DOLORE - Nel maggio 2009, nella raffineria della Saras (Gruppo Moratti), nel Cagliaritano, tre operai persero la vita e due rimasero feriti mentre stavano pulendo una cisterna in un impianto di desolforazione. I Moratti non si limitarono a manifestare profondo dolore per l’avvenuta tragedia. Senza attendere l’esito del processo, che li vedrà assolti, i due petrolieri destinarono 5 milioni di euro alle famiglie delle vittime. Se i Benetton, dal primo momento, avessero fatto qualcosa di simile, anziché affidarsi ai comunicati stampa e allo scarico delle responsabilità, del crollo, sulla struttura burocratica, probabilmente oggi essi non campeggerebbero sulle prime pagine dei giornali per una vicenda, la concessione ad Autostrade, che automaticamente, inesorabilmente, richiama la strage genovese di due anni fa. Peraltro.

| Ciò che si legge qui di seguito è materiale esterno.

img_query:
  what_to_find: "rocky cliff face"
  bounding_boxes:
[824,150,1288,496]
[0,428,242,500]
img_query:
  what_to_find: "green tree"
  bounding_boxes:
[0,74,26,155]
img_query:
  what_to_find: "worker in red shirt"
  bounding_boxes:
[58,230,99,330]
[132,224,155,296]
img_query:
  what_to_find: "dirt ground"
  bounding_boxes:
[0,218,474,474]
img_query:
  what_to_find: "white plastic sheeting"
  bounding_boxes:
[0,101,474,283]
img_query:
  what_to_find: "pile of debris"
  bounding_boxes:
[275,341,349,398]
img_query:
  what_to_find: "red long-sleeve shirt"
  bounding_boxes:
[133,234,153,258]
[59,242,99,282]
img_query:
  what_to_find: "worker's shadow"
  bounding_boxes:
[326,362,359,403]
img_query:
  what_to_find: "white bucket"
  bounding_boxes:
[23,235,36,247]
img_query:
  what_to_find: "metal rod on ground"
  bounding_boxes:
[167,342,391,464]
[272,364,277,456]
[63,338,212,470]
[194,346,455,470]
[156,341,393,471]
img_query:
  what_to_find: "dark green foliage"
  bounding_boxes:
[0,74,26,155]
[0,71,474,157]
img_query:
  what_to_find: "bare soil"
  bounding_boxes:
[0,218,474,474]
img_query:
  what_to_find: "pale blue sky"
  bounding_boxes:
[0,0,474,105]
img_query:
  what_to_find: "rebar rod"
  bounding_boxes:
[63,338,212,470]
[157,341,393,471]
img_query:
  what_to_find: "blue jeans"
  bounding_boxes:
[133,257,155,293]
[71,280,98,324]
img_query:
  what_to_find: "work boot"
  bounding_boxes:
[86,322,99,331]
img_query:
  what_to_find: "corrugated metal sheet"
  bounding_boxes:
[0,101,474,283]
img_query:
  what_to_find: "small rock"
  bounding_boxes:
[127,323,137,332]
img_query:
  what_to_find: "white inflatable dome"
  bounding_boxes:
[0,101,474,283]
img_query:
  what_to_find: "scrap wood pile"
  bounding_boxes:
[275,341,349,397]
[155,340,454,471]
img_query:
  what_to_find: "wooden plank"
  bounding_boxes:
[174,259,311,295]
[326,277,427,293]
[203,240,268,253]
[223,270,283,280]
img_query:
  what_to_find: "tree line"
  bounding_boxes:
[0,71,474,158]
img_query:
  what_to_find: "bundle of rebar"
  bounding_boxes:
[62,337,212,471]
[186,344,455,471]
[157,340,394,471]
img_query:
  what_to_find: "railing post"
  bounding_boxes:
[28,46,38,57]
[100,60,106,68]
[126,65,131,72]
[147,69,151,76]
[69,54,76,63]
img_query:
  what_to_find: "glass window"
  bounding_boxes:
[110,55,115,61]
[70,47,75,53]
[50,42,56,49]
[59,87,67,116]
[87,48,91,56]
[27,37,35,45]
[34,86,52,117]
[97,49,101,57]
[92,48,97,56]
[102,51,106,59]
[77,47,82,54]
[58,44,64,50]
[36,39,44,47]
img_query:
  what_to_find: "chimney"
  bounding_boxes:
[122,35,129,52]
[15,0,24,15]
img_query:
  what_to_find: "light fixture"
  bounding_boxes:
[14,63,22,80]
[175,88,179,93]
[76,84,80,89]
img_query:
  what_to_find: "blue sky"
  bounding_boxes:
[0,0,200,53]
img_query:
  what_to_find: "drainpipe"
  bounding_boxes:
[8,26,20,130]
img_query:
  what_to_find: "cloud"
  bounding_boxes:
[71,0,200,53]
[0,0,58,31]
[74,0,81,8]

Il caso Autostrade è la fotografia più fedele del capitalismo all’italiana, sempre più tariffario e sempre meno propenso alla cultura del rischio. Quando in un Paese il sistema delle tariffe si fa preferire al sistema dei prezzi, significa che le cose non vanno come si deve e che il mercato e la concorrenza sono solo flatus vocis, proclami, suoni e basta. Il capitalismo tariffario è l’effetto pratico dei retropensieri estrattivi che tanto eccitano gli imprenditori più ammanicati con la politica. E un sistema estrattivo è l’esatto contrario di un sistema inclusivo, l’unico in grado di garantire tenuta sociale e fiducia nel futuro. Saranno gli storici dell’industria a spiegare come mai un’azienda modello, con un brand riconosciuto e affermato sul mercato mondiale, come Benetton, abbia, ad un certo punto, optato per le tariffe delle utilities (servizi pubblici) trascurando la sfida dei prezzi della manifattura (competizione privata). Lo hanno fatto forse perché è assai difficile fare impresa-impresa oggi in Italia, dove la certezza del diritto è più incerta di una finale di Champions.

GARA - Dicevamo che neppure lo Stato, cioè la politica, può scagliare la prima o la seconda pietra. Il caso Autostrade non è una bazzecola come la vendita di un negozio alimentare. Ha attirato, e continua ad attirare, l’attenzione dei governi (vero, Cancelliera Merkel?), dei mercati, dell’opinione pubblica più informata. Da come evolverà la vicenda, dipenderà il giudizio dell’Europa e del resto del mondo sulla possibilità e sull’opportunità di programmare investimenti in Italia. Gli stessi aiuti comunitari per l’emergenza economico-sanitaria da Covid 19 dipenderanno in parte dalle scelte italiche su Autostrade. Bisogna ricordare che l’Aspi e Atlantia non significano (significavano) solo Benetton, ma anche o soprattutto una pletora di azionisti grandi e piccoli. Giusto trattarli come se non ci fossero? Giusto attivare di fatto sostanziali espropriazioni nei loro confronti?
Finora l’intera politica italiana ha oscillato tra due soluzioni: revoca della concessione o «nazionalizzazione» della società. Si sta optando per la seconda, attraverso l’ingresso di Cassa Depositi e Prestiti e il siluramento (d’imperio) dei Benetton. Ma forse il male minore era la prima soluzione. Non foss’altro perché la statalizzazione della rete autostradale si annuncia più costosa di una spedizione su Marte, né di per sé l’irizzazione di Aspi costituirebbe una garanzia assoluta di sicurezza per automobilisti e viaggiatori vari (vedi il cedimento del ponte, in quota Anas, di Albiano Magra).

Comunque, che dire? Sul caso Autostrade, tra pubblico e privato, sembra in corso una gara a chi sbaglia di più.